Since we can really only definitively identify something as "true writing" if we have some reference to translate them, that restricts our examples to fragments that contain something written down in a recognizable script.

And those go back around 6,000 years or so, and as I said, most of those tend to be merchant records.

Examples of full-blown writing beyond simple lists tend to be things recovered in temples or royal palaces and are usually religious texts or royal decrees. Those are generally examples of a mature writing system, meaning the language and the writing of it had likely been in use for generations before being put on a temple wall.


Adamantine Dragon wrote:

I think there is some lack of understanding of my "hyper-awesome sword of awesomeness" example.

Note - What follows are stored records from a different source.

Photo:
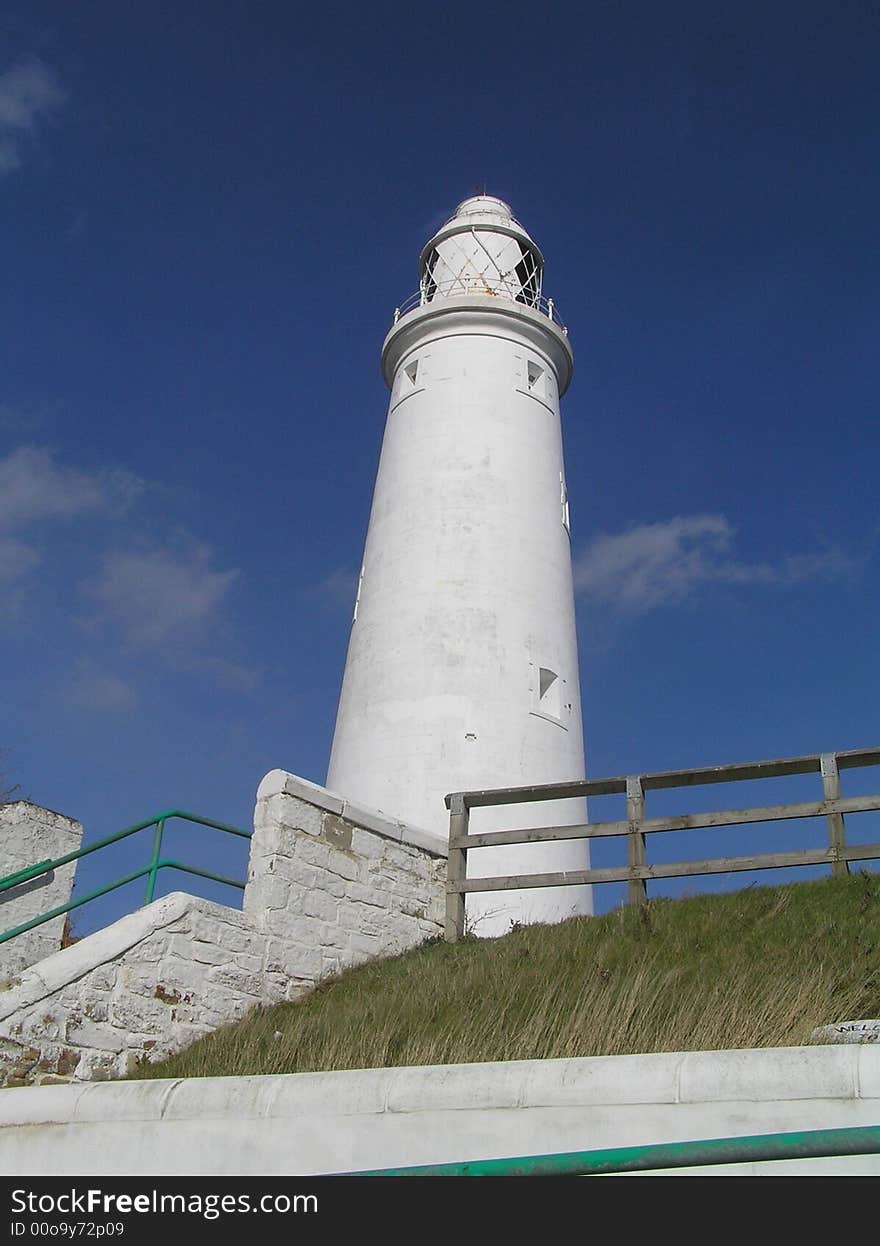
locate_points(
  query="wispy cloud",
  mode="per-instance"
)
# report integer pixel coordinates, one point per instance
(30, 94)
(34, 486)
(16, 558)
(92, 687)
(35, 489)
(656, 565)
(337, 589)
(161, 596)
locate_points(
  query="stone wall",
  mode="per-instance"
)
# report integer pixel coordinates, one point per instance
(340, 881)
(329, 886)
(28, 835)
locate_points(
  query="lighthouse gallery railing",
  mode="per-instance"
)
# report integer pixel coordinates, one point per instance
(636, 826)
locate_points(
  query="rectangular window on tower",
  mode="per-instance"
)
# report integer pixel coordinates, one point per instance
(549, 695)
(410, 379)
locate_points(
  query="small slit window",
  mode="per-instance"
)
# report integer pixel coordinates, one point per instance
(549, 693)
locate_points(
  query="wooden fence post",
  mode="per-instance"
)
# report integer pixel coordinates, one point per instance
(637, 891)
(836, 834)
(456, 869)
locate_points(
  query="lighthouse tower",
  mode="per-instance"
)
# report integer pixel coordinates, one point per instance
(461, 669)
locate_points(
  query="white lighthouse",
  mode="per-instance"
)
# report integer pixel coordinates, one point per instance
(461, 669)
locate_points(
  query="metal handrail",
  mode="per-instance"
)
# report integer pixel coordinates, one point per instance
(150, 870)
(461, 288)
(798, 1145)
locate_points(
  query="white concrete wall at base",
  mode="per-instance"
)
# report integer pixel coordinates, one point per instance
(30, 834)
(329, 886)
(319, 1123)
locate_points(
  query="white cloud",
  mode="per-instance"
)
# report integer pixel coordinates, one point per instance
(658, 563)
(29, 95)
(94, 688)
(34, 486)
(162, 596)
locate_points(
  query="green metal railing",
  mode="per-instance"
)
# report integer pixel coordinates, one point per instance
(802, 1145)
(150, 871)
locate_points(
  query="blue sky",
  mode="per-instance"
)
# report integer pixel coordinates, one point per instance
(208, 213)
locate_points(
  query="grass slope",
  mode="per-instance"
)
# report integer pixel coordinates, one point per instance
(753, 968)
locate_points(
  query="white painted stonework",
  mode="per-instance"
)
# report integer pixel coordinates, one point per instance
(330, 885)
(320, 1123)
(30, 834)
(461, 669)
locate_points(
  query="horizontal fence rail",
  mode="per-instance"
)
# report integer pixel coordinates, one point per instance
(636, 826)
(150, 871)
(755, 1148)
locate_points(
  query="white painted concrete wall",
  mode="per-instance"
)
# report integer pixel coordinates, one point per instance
(318, 1123)
(330, 886)
(466, 593)
(30, 834)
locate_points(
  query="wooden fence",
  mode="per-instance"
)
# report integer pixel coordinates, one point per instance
(637, 826)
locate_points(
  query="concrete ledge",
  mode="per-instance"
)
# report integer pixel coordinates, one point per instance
(315, 1123)
(70, 963)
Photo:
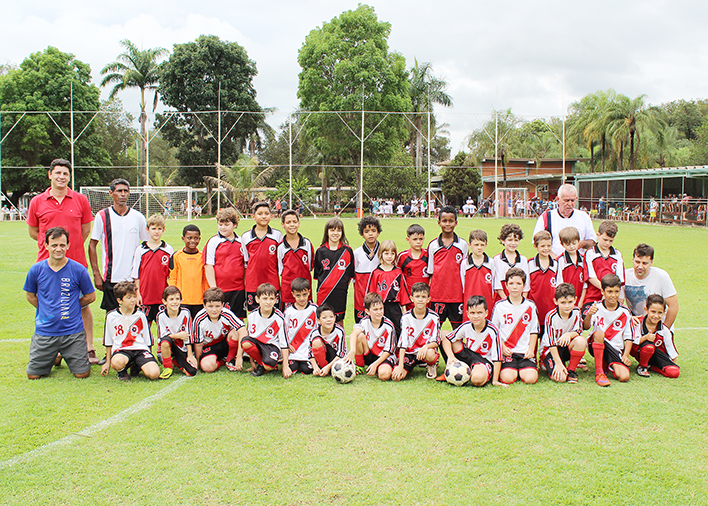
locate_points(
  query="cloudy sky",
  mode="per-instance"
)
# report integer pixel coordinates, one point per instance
(532, 56)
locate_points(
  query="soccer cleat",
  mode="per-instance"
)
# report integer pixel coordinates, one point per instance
(572, 377)
(601, 380)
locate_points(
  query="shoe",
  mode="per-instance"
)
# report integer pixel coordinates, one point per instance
(258, 371)
(601, 380)
(572, 377)
(93, 359)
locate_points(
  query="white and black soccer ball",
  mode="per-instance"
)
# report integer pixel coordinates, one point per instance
(343, 372)
(457, 373)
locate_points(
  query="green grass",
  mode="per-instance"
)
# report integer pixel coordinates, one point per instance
(228, 438)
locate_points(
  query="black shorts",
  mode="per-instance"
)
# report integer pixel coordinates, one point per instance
(518, 362)
(136, 357)
(236, 302)
(269, 352)
(179, 357)
(448, 311)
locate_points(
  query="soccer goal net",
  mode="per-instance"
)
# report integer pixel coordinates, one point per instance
(170, 201)
(512, 202)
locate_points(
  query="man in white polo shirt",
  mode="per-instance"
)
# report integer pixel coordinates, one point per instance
(120, 230)
(565, 215)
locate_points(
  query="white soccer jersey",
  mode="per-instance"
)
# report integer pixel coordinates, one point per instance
(299, 324)
(417, 332)
(181, 323)
(270, 330)
(208, 332)
(337, 339)
(127, 332)
(616, 324)
(556, 326)
(516, 323)
(379, 340)
(485, 343)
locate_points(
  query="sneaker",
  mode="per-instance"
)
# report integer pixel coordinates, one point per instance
(572, 377)
(93, 359)
(601, 380)
(258, 371)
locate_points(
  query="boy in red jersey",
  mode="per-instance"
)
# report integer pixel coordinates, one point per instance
(543, 271)
(445, 254)
(216, 333)
(420, 336)
(260, 252)
(571, 266)
(476, 343)
(174, 330)
(476, 270)
(517, 321)
(366, 259)
(334, 268)
(414, 261)
(654, 342)
(610, 340)
(295, 257)
(601, 260)
(224, 263)
(561, 341)
(300, 320)
(266, 333)
(127, 336)
(151, 268)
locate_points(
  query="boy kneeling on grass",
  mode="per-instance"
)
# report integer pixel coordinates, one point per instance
(127, 336)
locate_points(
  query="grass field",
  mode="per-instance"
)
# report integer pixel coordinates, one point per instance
(228, 438)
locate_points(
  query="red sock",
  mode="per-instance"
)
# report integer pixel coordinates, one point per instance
(645, 353)
(598, 350)
(575, 357)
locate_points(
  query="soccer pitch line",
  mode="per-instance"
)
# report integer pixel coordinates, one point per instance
(98, 427)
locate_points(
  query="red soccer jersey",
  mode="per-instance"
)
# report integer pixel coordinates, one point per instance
(294, 263)
(261, 257)
(415, 270)
(542, 286)
(152, 268)
(227, 258)
(444, 269)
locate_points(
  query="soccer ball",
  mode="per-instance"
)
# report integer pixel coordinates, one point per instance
(457, 373)
(343, 372)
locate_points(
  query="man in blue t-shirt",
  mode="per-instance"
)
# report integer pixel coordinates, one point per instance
(59, 288)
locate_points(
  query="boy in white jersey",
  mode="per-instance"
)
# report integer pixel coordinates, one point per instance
(561, 340)
(328, 342)
(420, 336)
(216, 333)
(266, 333)
(476, 343)
(611, 337)
(372, 340)
(300, 320)
(127, 336)
(517, 321)
(174, 331)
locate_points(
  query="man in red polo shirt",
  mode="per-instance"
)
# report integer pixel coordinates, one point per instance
(61, 206)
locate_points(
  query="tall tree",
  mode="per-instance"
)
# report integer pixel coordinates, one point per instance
(136, 68)
(425, 90)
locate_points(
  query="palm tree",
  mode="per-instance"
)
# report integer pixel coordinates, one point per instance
(425, 90)
(136, 68)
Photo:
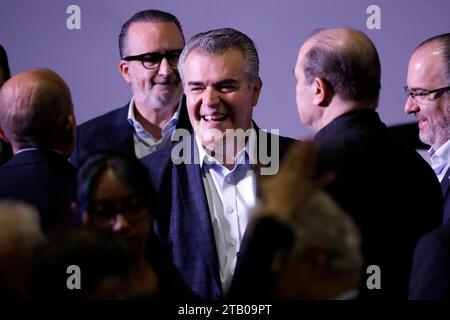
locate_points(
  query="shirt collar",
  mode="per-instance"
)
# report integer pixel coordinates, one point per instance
(139, 128)
(443, 152)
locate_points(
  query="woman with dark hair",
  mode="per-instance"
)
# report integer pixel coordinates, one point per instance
(114, 192)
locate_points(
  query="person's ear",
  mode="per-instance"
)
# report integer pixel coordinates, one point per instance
(124, 71)
(322, 92)
(256, 91)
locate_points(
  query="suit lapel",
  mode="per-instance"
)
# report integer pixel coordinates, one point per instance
(197, 213)
(445, 183)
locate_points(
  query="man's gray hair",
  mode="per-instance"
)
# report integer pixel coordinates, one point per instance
(444, 40)
(219, 41)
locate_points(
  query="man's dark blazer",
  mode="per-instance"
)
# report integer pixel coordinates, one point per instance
(392, 194)
(42, 178)
(430, 276)
(445, 187)
(184, 225)
(112, 132)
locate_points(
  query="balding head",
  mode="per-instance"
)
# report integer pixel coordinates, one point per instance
(36, 111)
(347, 60)
(437, 47)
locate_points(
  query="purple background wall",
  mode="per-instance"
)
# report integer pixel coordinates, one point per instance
(35, 35)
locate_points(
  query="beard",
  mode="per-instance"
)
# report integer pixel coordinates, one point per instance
(438, 130)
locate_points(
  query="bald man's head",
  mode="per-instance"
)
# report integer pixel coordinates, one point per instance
(347, 60)
(36, 111)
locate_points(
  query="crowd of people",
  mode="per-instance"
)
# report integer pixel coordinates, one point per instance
(356, 213)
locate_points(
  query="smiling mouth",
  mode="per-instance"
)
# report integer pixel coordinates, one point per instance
(215, 117)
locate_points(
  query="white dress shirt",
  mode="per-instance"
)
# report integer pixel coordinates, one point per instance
(231, 194)
(440, 159)
(144, 142)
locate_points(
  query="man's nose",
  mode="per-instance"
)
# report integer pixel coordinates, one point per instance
(411, 106)
(165, 67)
(120, 223)
(210, 97)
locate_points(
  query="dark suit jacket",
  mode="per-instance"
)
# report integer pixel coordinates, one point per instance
(445, 187)
(42, 178)
(184, 226)
(112, 132)
(390, 191)
(430, 276)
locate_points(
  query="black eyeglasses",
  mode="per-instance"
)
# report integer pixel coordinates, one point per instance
(421, 96)
(152, 60)
(106, 211)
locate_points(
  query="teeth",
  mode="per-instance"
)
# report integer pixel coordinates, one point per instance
(214, 117)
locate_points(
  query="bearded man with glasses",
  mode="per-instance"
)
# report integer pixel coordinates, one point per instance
(150, 44)
(428, 91)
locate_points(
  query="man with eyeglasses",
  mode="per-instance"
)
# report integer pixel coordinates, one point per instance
(428, 90)
(387, 188)
(150, 44)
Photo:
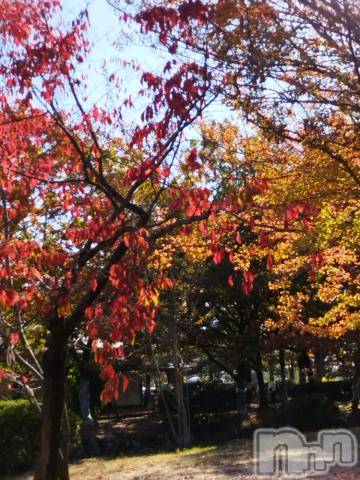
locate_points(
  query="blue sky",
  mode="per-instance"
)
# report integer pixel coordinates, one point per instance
(105, 30)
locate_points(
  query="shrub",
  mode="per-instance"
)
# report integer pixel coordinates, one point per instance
(19, 427)
(19, 435)
(314, 411)
(338, 391)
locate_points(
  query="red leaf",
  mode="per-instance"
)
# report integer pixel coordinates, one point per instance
(125, 382)
(14, 338)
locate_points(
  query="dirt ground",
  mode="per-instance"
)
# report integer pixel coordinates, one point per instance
(230, 461)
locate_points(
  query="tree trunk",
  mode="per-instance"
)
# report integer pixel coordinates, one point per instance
(52, 463)
(263, 401)
(319, 361)
(147, 396)
(356, 384)
(284, 394)
(88, 432)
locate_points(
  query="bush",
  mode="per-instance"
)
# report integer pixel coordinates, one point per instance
(337, 391)
(309, 412)
(19, 427)
(206, 398)
(19, 435)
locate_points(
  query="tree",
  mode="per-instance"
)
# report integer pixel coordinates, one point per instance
(92, 200)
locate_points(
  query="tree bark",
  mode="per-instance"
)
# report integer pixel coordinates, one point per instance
(184, 434)
(356, 384)
(284, 393)
(52, 463)
(319, 361)
(263, 401)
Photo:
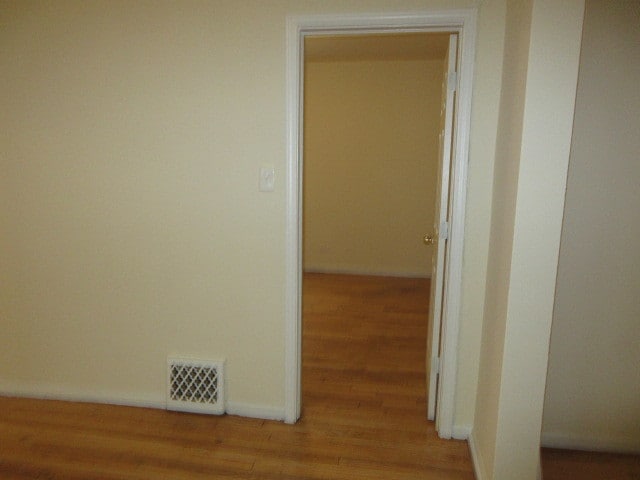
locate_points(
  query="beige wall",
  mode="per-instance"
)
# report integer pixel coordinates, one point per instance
(593, 384)
(542, 45)
(131, 223)
(370, 163)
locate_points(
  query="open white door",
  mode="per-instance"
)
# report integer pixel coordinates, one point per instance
(438, 239)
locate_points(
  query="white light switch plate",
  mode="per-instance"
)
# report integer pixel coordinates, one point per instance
(267, 179)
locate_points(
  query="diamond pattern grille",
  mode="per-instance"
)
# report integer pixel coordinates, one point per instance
(195, 386)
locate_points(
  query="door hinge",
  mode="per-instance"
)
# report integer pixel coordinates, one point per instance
(443, 234)
(452, 81)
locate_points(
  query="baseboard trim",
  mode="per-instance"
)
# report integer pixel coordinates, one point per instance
(255, 411)
(83, 397)
(55, 393)
(461, 432)
(476, 458)
(592, 444)
(373, 273)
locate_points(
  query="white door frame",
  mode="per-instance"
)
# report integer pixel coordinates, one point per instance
(461, 21)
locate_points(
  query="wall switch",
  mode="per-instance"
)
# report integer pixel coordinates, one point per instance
(267, 179)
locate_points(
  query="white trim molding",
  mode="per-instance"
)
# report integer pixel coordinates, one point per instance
(464, 23)
(476, 458)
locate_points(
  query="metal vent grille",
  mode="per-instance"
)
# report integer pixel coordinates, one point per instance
(195, 386)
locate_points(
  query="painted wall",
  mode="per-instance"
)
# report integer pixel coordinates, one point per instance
(542, 46)
(370, 161)
(593, 384)
(131, 224)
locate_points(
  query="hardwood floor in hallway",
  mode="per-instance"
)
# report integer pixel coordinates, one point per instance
(363, 411)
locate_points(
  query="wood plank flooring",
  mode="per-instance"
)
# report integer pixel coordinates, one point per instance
(363, 413)
(363, 410)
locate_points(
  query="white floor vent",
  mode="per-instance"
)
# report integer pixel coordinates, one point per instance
(195, 386)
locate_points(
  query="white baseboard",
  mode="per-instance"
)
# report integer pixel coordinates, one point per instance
(49, 392)
(255, 411)
(592, 444)
(476, 458)
(55, 393)
(461, 432)
(373, 273)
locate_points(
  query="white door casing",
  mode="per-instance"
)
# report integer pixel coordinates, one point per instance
(461, 22)
(441, 224)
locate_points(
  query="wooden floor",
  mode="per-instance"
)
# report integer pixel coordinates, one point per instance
(363, 413)
(363, 410)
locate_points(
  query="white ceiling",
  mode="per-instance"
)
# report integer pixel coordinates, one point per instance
(406, 46)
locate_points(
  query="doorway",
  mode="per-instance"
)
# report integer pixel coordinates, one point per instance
(372, 119)
(462, 22)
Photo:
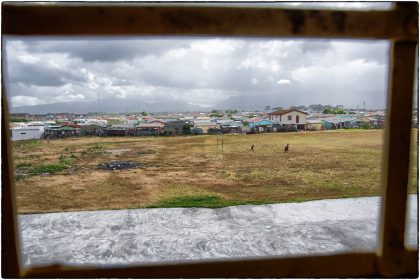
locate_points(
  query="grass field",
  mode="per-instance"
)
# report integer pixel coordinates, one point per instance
(193, 171)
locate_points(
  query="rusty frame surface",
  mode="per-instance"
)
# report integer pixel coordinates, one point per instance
(399, 25)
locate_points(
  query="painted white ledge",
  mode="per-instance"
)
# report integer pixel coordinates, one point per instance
(169, 234)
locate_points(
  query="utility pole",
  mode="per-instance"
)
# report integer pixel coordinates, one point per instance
(98, 104)
(221, 130)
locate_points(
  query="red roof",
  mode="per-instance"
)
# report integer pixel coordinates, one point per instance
(282, 112)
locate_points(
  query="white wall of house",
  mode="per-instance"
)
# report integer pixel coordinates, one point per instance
(27, 133)
(293, 117)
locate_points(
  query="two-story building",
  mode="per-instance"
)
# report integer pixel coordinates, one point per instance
(289, 117)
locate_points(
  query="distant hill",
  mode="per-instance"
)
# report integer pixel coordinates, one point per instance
(114, 105)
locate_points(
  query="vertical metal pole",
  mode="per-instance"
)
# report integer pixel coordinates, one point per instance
(397, 158)
(222, 139)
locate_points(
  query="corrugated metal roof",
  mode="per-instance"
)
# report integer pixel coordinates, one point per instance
(285, 111)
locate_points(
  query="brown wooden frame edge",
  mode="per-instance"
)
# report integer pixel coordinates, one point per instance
(398, 25)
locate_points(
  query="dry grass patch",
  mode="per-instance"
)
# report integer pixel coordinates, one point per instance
(194, 169)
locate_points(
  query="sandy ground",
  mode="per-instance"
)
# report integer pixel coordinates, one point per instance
(150, 235)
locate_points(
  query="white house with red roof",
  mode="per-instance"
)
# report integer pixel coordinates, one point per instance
(289, 117)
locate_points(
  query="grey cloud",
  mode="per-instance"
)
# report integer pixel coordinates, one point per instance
(319, 71)
(105, 50)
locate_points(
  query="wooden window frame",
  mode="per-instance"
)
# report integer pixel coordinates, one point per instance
(398, 25)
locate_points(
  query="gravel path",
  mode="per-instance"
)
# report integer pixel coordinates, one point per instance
(150, 235)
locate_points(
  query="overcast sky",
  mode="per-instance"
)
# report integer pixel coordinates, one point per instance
(200, 71)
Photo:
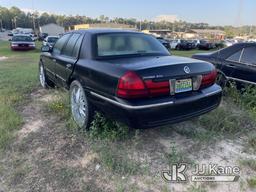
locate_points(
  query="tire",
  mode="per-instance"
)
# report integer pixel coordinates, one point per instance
(43, 79)
(82, 111)
(221, 80)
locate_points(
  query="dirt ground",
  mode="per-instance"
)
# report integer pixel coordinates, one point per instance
(47, 156)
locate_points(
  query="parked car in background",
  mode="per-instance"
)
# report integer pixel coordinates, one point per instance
(22, 42)
(50, 41)
(164, 42)
(134, 80)
(174, 43)
(42, 36)
(237, 63)
(205, 45)
(185, 45)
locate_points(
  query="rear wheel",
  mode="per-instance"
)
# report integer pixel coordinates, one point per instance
(82, 110)
(44, 81)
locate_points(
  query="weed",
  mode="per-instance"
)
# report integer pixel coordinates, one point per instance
(18, 76)
(252, 182)
(252, 141)
(104, 128)
(251, 163)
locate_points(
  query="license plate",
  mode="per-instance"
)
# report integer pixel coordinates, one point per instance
(183, 85)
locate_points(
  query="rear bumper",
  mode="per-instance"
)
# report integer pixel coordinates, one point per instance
(146, 114)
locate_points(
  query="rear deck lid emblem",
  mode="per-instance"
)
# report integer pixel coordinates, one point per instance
(187, 69)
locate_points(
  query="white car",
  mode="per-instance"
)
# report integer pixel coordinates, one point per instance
(174, 43)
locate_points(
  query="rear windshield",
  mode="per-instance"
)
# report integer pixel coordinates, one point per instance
(21, 38)
(124, 44)
(52, 39)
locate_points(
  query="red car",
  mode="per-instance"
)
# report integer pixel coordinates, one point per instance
(22, 42)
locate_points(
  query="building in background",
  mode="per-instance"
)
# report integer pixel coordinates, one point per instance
(52, 29)
(205, 34)
(102, 25)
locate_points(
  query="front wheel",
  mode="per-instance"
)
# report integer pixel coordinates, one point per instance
(82, 110)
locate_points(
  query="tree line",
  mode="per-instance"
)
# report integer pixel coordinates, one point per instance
(14, 17)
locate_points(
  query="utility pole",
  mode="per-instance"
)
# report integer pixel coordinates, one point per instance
(1, 23)
(250, 33)
(34, 23)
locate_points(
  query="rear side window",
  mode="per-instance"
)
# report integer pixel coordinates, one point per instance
(235, 57)
(77, 47)
(116, 44)
(68, 49)
(60, 43)
(249, 55)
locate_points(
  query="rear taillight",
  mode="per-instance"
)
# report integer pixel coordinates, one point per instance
(158, 88)
(208, 79)
(131, 86)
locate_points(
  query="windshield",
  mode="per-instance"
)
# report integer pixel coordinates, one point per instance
(121, 44)
(52, 39)
(21, 38)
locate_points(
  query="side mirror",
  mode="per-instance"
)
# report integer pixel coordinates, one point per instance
(46, 49)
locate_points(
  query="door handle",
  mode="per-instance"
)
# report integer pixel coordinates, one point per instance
(68, 65)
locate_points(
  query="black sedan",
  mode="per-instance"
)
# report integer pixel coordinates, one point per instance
(129, 76)
(237, 62)
(185, 45)
(165, 42)
(22, 42)
(205, 45)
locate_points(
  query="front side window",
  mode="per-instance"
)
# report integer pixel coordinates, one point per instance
(60, 43)
(124, 44)
(249, 55)
(235, 57)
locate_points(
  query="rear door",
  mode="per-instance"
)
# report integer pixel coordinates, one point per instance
(245, 70)
(67, 58)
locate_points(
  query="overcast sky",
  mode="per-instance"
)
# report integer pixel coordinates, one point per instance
(214, 12)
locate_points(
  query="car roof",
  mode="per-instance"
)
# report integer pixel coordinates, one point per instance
(104, 30)
(24, 35)
(52, 36)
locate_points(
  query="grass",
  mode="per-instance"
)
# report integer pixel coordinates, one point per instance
(251, 163)
(195, 188)
(104, 128)
(114, 158)
(176, 157)
(252, 182)
(252, 141)
(18, 76)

My point is that people seem to think that a GM can overcome the ever-escalating Christmas tree effect with some brilliant expository effort where they can ramp up the players' appreciation of receipt of a magic item through brilliant narration.

If you are playing the game the way the developers expect you to be playing the game, by level 9 or 10 your players will have each received somewhere in the range of 15-20 magic items. If there are four players that's 60-100 "brilliant narrative descriptions". Roughly 1/3 to 1/2 of those will be "brilliant narrative descriptions" of items that are intended to replace EXISTING items that had previously been "brilliantly narratively described" but are now obsolete and pointless.

If you think the 45th time the GM says "Your eyes go wide in appreciation of the hyper-awesomeness of the awesomosity of the awe-inspiring bauble in front of you" your players aren't going to roll their eyes, you are fooling yourself.

This is precisely why people complain that magic items can't be "rare and precious" in the default application of the rules. Because you can't call something "rare and precious" when they rain down like acorns from the oak trees. Especially when it becomes something of a chore for the player to dispose of the obsolete items they were supposed to view as "rare and precious" until they are suddenly old and tired.

The folks here who complain about magic marts are right about that. They just assign the blame to the wrong thing.

Typically to avoid the entire, "this bad guy had an amulet that's ever so slightly better than mine, guess this one goes in the trash" problem that comes from Christmas treeing, I invoke the upgrading mechanics from Unearthed Arcana 3.5 and the MIC (can't remember which one) that allow you to actually upgrade items for the difference in their base prices.

I understand the problem that you are describing, and my way of playing works for my groups. I acknowledge that it may not work for everyone, but then again not everyone can be pleased.


Master, that's how 4e does it too, and it "works" great, but it still makes the "magic" feel mundane.

The real problem is the need for all that magical bling in the first place. This is greatly exacerbated by the need for the bling to be delivered in tiers of power over the course of the PC's career. It's a fundamental issue of game design, and it's not going away.


Adamantine Dragon wrote:

Master, that's how 4e does it too, and it "works" great, but it still makes the "magic" feel mundane.

The real problem is the need for all that magical bling in the first place. It's a fundamental issue of game design, and it's not going away.

I do believe it is one of the driving issues for E6 campaigns is it not?


Master, one of them, yes. The other, I think, is the ever escalating divide in power between casting and martial classes.

The irony is that the first problem (christmas tree) was almost certainly created as a way to address the second problem (martials don't get any cool toys).

I understand that, and I've stopped fighting it. If a rules system comes out that my group wants to play that does provide that "rare and precious" feel to magic items, I'll probably move to it. For now we'll keep on treating magic items as the commodity they are expected to be in default Pathfinder rules.